Imagem: Cena do anime Fullmetal Alchemist — Brotherhood.

Os Círculos de Magia também são utilizados extensamente na Magia Árabe, e posteriormente por diversos outros Sistemas. Um dos tratados mais famosos de utilização de Círculos de Magia é o Lemegeton, e esta técnica é utilizada em todas as 5 vertentes da Magia Salomônica apresentadas nesta compilação.

De forma geral, os Círculos de Magia são Sigilos: selos que encerram em si intenções ou evocam energias, sendo elas planetárias, elementais ou relacionadas a entidades já existentes.

No plano mental, os Círculos de Magia ou Mandalas são usadas para representar a totalidade da psiquê, ou ainda trazer o foco para aspectos específicos da personalidade. Os Círculos devem ser compostos usando símbolos que possuem relação com a intenção visada, e que podem vir de várias linguagens: Runas, Pontos Riscados de Pemba, Tarot, Astrologia, Alfabeto Tebano, entre várias outras. A Transmutação, neste caso, refere-se à conversão de um sentimento em outro auxiliada pelos círculos e pelas mandalas, o que pode ser útil na transcendência do magista.

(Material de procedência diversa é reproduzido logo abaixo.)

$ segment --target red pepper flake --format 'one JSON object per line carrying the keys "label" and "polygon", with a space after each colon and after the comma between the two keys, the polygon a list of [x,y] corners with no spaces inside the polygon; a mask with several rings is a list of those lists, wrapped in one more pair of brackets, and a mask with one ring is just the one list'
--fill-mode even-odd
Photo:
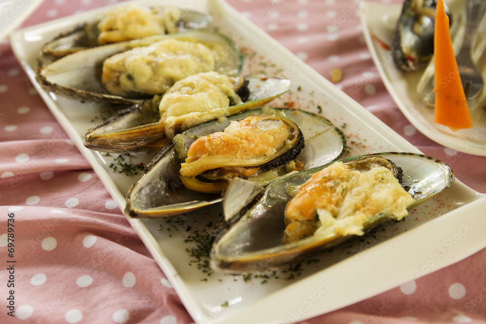
{"label": "red pepper flake", "polygon": [[383,50],[388,50],[391,48],[390,45],[379,38],[378,36],[375,34],[371,34],[371,38],[373,38],[373,40],[378,43],[378,45],[379,45]]}

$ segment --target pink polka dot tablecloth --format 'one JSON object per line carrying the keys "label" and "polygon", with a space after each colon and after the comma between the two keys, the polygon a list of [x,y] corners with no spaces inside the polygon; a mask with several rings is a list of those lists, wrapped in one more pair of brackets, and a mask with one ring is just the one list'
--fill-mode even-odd
{"label": "pink polka dot tablecloth", "polygon": [[[22,27],[105,2],[46,0]],[[227,2],[324,77],[330,80],[333,69],[341,69],[337,87],[424,153],[447,163],[467,186],[486,192],[485,158],[445,148],[425,136],[387,92],[354,9],[361,1]],[[341,16],[344,22],[335,33],[328,33]],[[0,44],[0,323],[193,323],[108,190],[33,87],[7,40]],[[7,262],[9,218],[15,219],[15,263]],[[11,266],[15,279],[11,282]],[[483,250],[304,323],[486,323],[485,269]],[[8,314],[9,283],[15,284],[15,317]]]}

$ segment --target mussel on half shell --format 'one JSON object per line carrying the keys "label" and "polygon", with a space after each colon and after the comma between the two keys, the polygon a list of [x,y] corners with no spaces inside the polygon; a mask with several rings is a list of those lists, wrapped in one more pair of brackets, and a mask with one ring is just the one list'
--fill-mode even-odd
{"label": "mussel on half shell", "polygon": [[[177,135],[146,167],[141,178],[132,186],[127,195],[125,215],[141,218],[164,217],[221,202],[221,193],[200,192],[186,188],[181,180],[181,164],[197,138],[221,132],[232,121],[263,116],[268,116],[271,127],[278,123],[274,121],[280,119],[285,120],[283,122],[292,129],[290,140],[279,149],[277,155],[279,155],[275,157],[288,154],[288,159],[295,158],[292,149],[301,145],[301,138],[304,138],[304,147],[297,157],[303,163],[303,170],[338,158],[346,149],[344,135],[338,128],[321,116],[301,110],[265,107],[202,123]],[[296,133],[294,124],[301,135]],[[294,141],[294,137],[297,140]],[[280,161],[281,164],[286,162]],[[282,165],[250,178],[259,186],[265,186],[288,172]]]}
{"label": "mussel on half shell", "polygon": [[[188,79],[199,77],[199,75],[195,75]],[[231,105],[229,106],[209,107],[208,101],[196,97],[196,104],[200,105],[200,108],[207,108],[207,110],[198,109],[182,115],[162,117],[159,109],[163,105],[159,104],[161,102],[162,104],[174,102],[178,105],[185,102],[182,99],[173,100],[170,98],[169,93],[173,93],[171,88],[162,96],[161,100],[155,98],[135,105],[91,129],[84,137],[84,145],[92,150],[109,153],[159,149],[169,143],[175,135],[185,129],[216,118],[262,106],[292,87],[290,81],[285,78],[248,76],[233,79],[236,80],[235,85],[243,87],[241,92],[244,92],[239,94],[240,89],[235,90],[240,96],[236,99],[243,98],[239,102],[230,100]],[[184,84],[186,81],[184,79],[180,82]],[[173,88],[178,89],[179,84],[176,83]],[[186,91],[187,87],[182,87],[182,90]],[[183,94],[183,99],[186,100],[192,94],[197,94],[191,96]]]}
{"label": "mussel on half shell", "polygon": [[211,20],[208,15],[177,7],[119,6],[54,37],[42,46],[41,54],[44,59],[55,60],[106,44],[202,29]]}
{"label": "mussel on half shell", "polygon": [[[165,84],[170,86],[179,80],[178,78],[188,76],[186,68],[198,63],[199,56],[191,61],[188,60],[193,55],[202,54],[194,51],[180,51],[182,50],[177,49],[178,47],[174,48],[171,46],[167,50],[174,51],[171,51],[171,55],[165,55],[164,51],[158,51],[157,49],[144,51],[160,42],[169,42],[199,45],[205,49],[205,53],[208,52],[206,56],[210,61],[211,70],[221,74],[237,75],[243,65],[242,53],[227,37],[216,32],[194,30],[156,35],[79,51],[41,66],[37,71],[36,79],[46,91],[77,100],[121,104],[139,103],[154,94],[163,93],[167,88]],[[105,61],[108,62],[107,59],[117,55],[126,55],[127,52],[131,51],[134,52],[132,57],[121,58],[112,64],[118,67],[119,72],[113,72],[111,68],[107,67],[107,63],[105,64]],[[144,52],[147,51],[149,52]],[[145,55],[149,55],[162,56],[160,58],[146,57]],[[180,62],[181,60],[188,64],[183,64]],[[173,61],[174,64],[171,63]],[[201,66],[201,68],[204,69],[194,73],[207,71],[208,67]],[[161,75],[163,73],[160,71],[166,71],[168,75]],[[105,76],[106,80],[103,80]],[[148,81],[149,76],[157,79]],[[122,83],[138,85],[142,81],[147,84],[163,81],[164,86],[159,91],[156,89],[155,93],[136,87],[134,90],[119,90],[114,93],[110,92],[112,89],[119,88],[119,85]]]}
{"label": "mussel on half shell", "polygon": [[[425,67],[432,58],[436,5],[437,0],[403,2],[392,42],[392,54],[397,68],[415,71]],[[447,6],[446,12],[451,19]]]}
{"label": "mussel on half shell", "polygon": [[[404,189],[402,191],[406,191],[405,193],[413,198],[406,203],[408,209],[447,188],[454,181],[452,171],[447,165],[422,154],[386,153],[340,161],[348,168],[360,171],[377,167],[390,170],[392,173],[401,178],[401,186]],[[323,228],[318,228],[320,234],[307,233],[304,238],[297,238],[284,242],[286,226],[289,224],[287,221],[286,225],[284,215],[289,201],[313,174],[332,164],[286,177],[270,184],[264,190],[256,188],[251,183],[243,186],[239,183],[248,183],[243,179],[233,180],[225,193],[224,200],[224,205],[228,204],[230,206],[224,205],[223,207],[225,214],[229,212],[231,217],[227,218],[229,218],[227,228],[213,244],[210,254],[211,267],[219,272],[231,273],[267,271],[357,237],[359,231],[356,232],[356,229],[352,230],[352,228],[348,231],[350,228],[344,225],[346,223],[345,221],[339,228],[332,227],[335,225],[333,222],[325,222],[321,224]],[[336,188],[343,189],[339,186]],[[349,192],[352,190],[349,189]],[[337,196],[334,198],[337,199],[344,193],[334,193]],[[230,199],[226,199],[228,196],[248,199],[246,204],[233,205]],[[363,219],[358,226],[363,233],[357,235],[362,235],[385,222],[403,217],[403,214],[394,215],[395,212],[390,210],[388,208],[378,210],[371,213],[373,216]],[[356,225],[355,222],[351,222],[349,226]]]}

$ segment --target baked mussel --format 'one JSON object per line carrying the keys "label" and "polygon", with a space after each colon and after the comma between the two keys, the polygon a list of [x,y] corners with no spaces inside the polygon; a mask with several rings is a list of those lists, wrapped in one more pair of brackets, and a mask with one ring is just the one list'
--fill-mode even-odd
{"label": "baked mussel", "polygon": [[198,73],[89,130],[83,143],[89,149],[109,153],[160,149],[184,130],[259,108],[291,87],[290,81],[282,78]]}
{"label": "baked mussel", "polygon": [[[241,127],[245,129],[240,134],[243,136],[235,135],[239,131],[236,133],[233,131],[240,128],[242,122],[252,124],[252,127],[247,128],[243,125]],[[228,127],[231,130],[230,137],[234,137],[229,142],[220,136]],[[251,135],[251,132],[259,135]],[[276,132],[284,135],[274,136]],[[202,151],[202,155],[209,159],[194,159],[193,156],[188,158],[188,152],[192,144],[195,142],[195,145],[199,145],[196,142],[198,139],[210,139],[211,134],[217,133],[219,135],[212,137],[220,139],[221,145],[216,145],[214,153],[216,155],[222,151],[220,159],[213,159],[208,154],[213,153]],[[252,138],[245,138],[245,134]],[[277,142],[274,141],[275,137],[279,137]],[[264,137],[271,140],[264,140]],[[257,144],[249,144],[254,138]],[[239,147],[224,147],[225,142],[226,145]],[[249,152],[253,153],[247,159],[249,162],[244,161],[243,158],[248,153],[241,149],[252,145],[264,146],[264,149],[261,152],[252,149],[254,152]],[[338,158],[346,147],[340,130],[322,116],[302,110],[264,107],[211,120],[175,136],[146,166],[142,177],[128,192],[125,214],[137,218],[164,217],[220,203],[221,191],[233,177],[245,177],[264,186],[298,170],[306,170]],[[190,182],[196,184],[196,188],[189,189],[181,180],[181,164],[197,159],[209,160],[210,163],[214,163],[214,167],[201,168],[205,169],[204,172],[208,171],[202,176],[199,173],[188,177]],[[204,161],[201,163],[205,164]]]}
{"label": "baked mussel", "polygon": [[216,32],[155,35],[81,51],[42,65],[36,78],[46,91],[87,102],[139,103],[198,73],[237,75],[243,57]]}
{"label": "baked mussel", "polygon": [[62,33],[42,46],[41,54],[55,60],[107,44],[204,29],[211,20],[208,15],[177,7],[124,4]]}
{"label": "baked mussel", "polygon": [[264,188],[235,179],[225,192],[227,225],[213,243],[211,266],[230,273],[278,268],[400,220],[453,181],[444,163],[400,153],[347,158]]}

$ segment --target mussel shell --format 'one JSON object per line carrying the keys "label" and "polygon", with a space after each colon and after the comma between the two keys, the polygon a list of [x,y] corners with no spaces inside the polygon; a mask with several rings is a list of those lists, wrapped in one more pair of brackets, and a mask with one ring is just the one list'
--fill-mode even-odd
{"label": "mussel shell", "polygon": [[[395,66],[403,71],[424,68],[434,55],[436,0],[405,0],[392,42]],[[449,9],[446,13],[451,17]]]}
{"label": "mussel shell", "polygon": [[[69,57],[69,56],[67,56]],[[170,131],[178,134],[195,125],[225,116],[256,109],[270,102],[292,87],[287,79],[249,76],[248,101],[225,109],[193,113],[171,118]],[[104,152],[134,152],[160,149],[172,140],[166,133],[167,119],[159,120],[156,101],[151,100],[137,104],[122,113],[89,131],[85,136],[85,146]]]}
{"label": "mussel shell", "polygon": [[[193,29],[203,29],[211,22],[211,16],[198,11],[186,11],[177,24],[179,32]],[[59,59],[82,50],[96,47],[98,45],[95,37],[90,36],[87,30],[97,29],[100,19],[86,22],[64,32],[49,41],[41,49],[43,58],[51,61]],[[96,33],[97,30],[95,31]]]}
{"label": "mussel shell", "polygon": [[77,51],[41,66],[36,79],[47,91],[81,101],[108,102],[134,104],[151,96],[134,94],[122,96],[108,93],[101,83],[103,62],[108,57],[135,47],[148,46],[156,42],[174,38],[180,40],[196,39],[215,53],[216,71],[236,75],[243,66],[243,56],[233,41],[216,32],[194,30],[115,43]]}
{"label": "mussel shell", "polygon": [[[447,188],[454,180],[452,171],[447,165],[426,155],[386,153],[359,157],[369,158],[376,156],[393,161],[402,170],[402,185],[416,199],[409,209]],[[341,161],[354,163],[355,158]],[[241,208],[239,213],[234,208],[230,208],[232,217],[234,215],[237,217],[230,219],[228,228],[215,240],[210,255],[211,267],[219,272],[232,273],[267,271],[356,237],[330,234],[311,236],[286,244],[282,243],[285,228],[284,211],[292,198],[287,190],[289,187],[297,188],[313,173],[329,164],[274,182],[260,194],[256,194],[255,189],[249,184],[243,187],[233,186],[230,184],[225,194],[225,201],[227,195],[240,196],[245,199],[243,203],[246,205],[240,203],[240,207],[236,207]],[[233,181],[244,181],[242,179]],[[244,188],[244,191],[240,191],[241,188]],[[226,212],[224,207],[224,210]],[[365,231],[371,231],[389,221],[389,216],[378,215],[368,219],[364,224]]]}
{"label": "mussel shell", "polygon": [[[222,131],[231,120],[262,114],[281,116],[295,122],[302,132],[305,147],[299,160],[304,168],[312,168],[339,158],[346,149],[342,132],[325,118],[301,110],[264,107],[201,124],[178,136],[148,165],[141,178],[130,188],[127,195],[125,214],[131,217],[153,218],[185,213],[221,202],[220,194],[202,193],[186,188],[179,176],[180,163],[187,149],[198,136]],[[180,153],[182,153],[179,155]],[[265,186],[271,182],[263,181]]]}

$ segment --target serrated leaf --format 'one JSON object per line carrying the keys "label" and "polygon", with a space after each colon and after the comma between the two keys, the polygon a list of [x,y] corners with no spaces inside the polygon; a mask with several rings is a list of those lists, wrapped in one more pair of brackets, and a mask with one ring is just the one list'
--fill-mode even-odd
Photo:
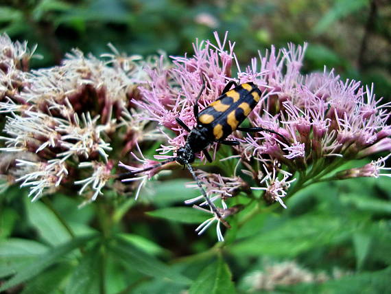
{"label": "serrated leaf", "polygon": [[147,214],[156,218],[189,224],[201,223],[210,217],[205,212],[191,207],[162,208],[147,212]]}
{"label": "serrated leaf", "polygon": [[158,256],[165,254],[167,255],[169,253],[169,251],[161,247],[155,242],[146,239],[141,236],[134,234],[121,234],[119,236],[134,245],[140,250],[143,250],[148,254]]}
{"label": "serrated leaf", "polygon": [[86,243],[93,237],[93,236],[88,236],[75,238],[64,244],[52,248],[43,254],[37,256],[33,262],[23,267],[15,275],[3,284],[1,287],[0,287],[0,291],[16,286],[19,284],[34,278],[48,267],[54,264],[61,258],[63,258],[66,254]]}
{"label": "serrated leaf", "polygon": [[232,274],[223,259],[218,260],[205,268],[193,283],[189,294],[234,294]]}
{"label": "serrated leaf", "polygon": [[60,264],[27,283],[21,294],[47,294],[60,290],[61,282],[68,276],[72,267],[69,264]]}
{"label": "serrated leaf", "polygon": [[16,212],[5,207],[0,212],[0,238],[6,238],[11,234],[15,221],[18,218]]}
{"label": "serrated leaf", "polygon": [[305,215],[238,242],[230,252],[240,256],[270,254],[292,258],[310,249],[338,244],[347,240],[354,229],[338,218]]}
{"label": "serrated leaf", "polygon": [[29,222],[47,244],[56,246],[71,239],[65,227],[45,204],[26,199],[25,207]]}
{"label": "serrated leaf", "polygon": [[0,242],[0,278],[16,273],[49,248],[29,240],[11,238]]}
{"label": "serrated leaf", "polygon": [[65,294],[99,293],[99,271],[102,265],[99,246],[83,256],[67,286]]}
{"label": "serrated leaf", "polygon": [[110,251],[115,254],[125,267],[138,271],[145,275],[160,278],[167,278],[178,284],[189,284],[191,280],[172,270],[169,266],[145,252],[121,237],[115,239],[110,245]]}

Imagem: alfabeto Tebano e outros alfabetos no livro The Magus, de Barrett.

Homúnculos

Na Alquimia de Fullmetal existe um tabu que é a transmutação humana. Mesmo não havendo registros de seu sucesso, é considerado algo proibido, mas, baseado no conceito milenar dessa operação no ocultismo clássico, existem algumas “exceções”. Os Homúnculos na série são criaturas humanoides com consciência geradas por meio da alquimia e do uso da pedra filosofal, e existem sete, relacionados com os pecados capitais. Ao mesmo tempo, são encarnações desses arquétipos e emanações das próprias características de seu criador, o antagonista principal da série chamado de Pai, o homúnculo primordial.

Imagem: homúnculos de Fullmetal Alchemist – Brotherhood, por sack-rabbit.

No sistema Alquímico, um Homúnculo é uma intenção personificada na forma de uma entidade, se assemelhando bastante aos Servidores utilizados em Magia do Caos. Esta entidade vive geralmente no plano astral, e surge mediante forte intenção do adepto, ou mesmo no caso de uma fecundação que não ocorreu no plano físico. A intenção do magista nasceria em outro plano, na forma de um homúnculo, assim como os 7 Pecados capitais nascem em Full Metal Alchemist. No último episódio do desenho, é entendido porque os homúnculos vivem no mesmo plano que os irmãos Elric — se trata do plano Astral propriamente dito.

Imagem: Homúnculo primordial, trecho do mangá Fullmetal Alchemist.

O conceito do homúnculo parece ter sido usado pela primeira vez pelo alquimista Paracelso, no Século XIV, para nomear uma criatura que tinha cerca de 12 polegadas de altura e que, segundo ele, poderia ser criada por meio de sêmen humano posto em um recipiente hermeticamente fechado e aquecida em esterco de cavalo durante 40 dias. Então, segundo ele, se formaria o embrião.

Porém, paralelamente a isso, era comum em diversas Ordens mágicas o carregamento de sigilos por magistas homens utilizando sêmen, o que não levaria a uma fecundação física, porém a uma fecundação astral. Para isto, podiam ser usados instrumentos específicos, como um canal estreito feito de pedra para encaixe do pênis e do sigilo a ser energizado na outra ponta.

Imagem: Homunculus – The Alchemical Creation of Little People with Great Powers.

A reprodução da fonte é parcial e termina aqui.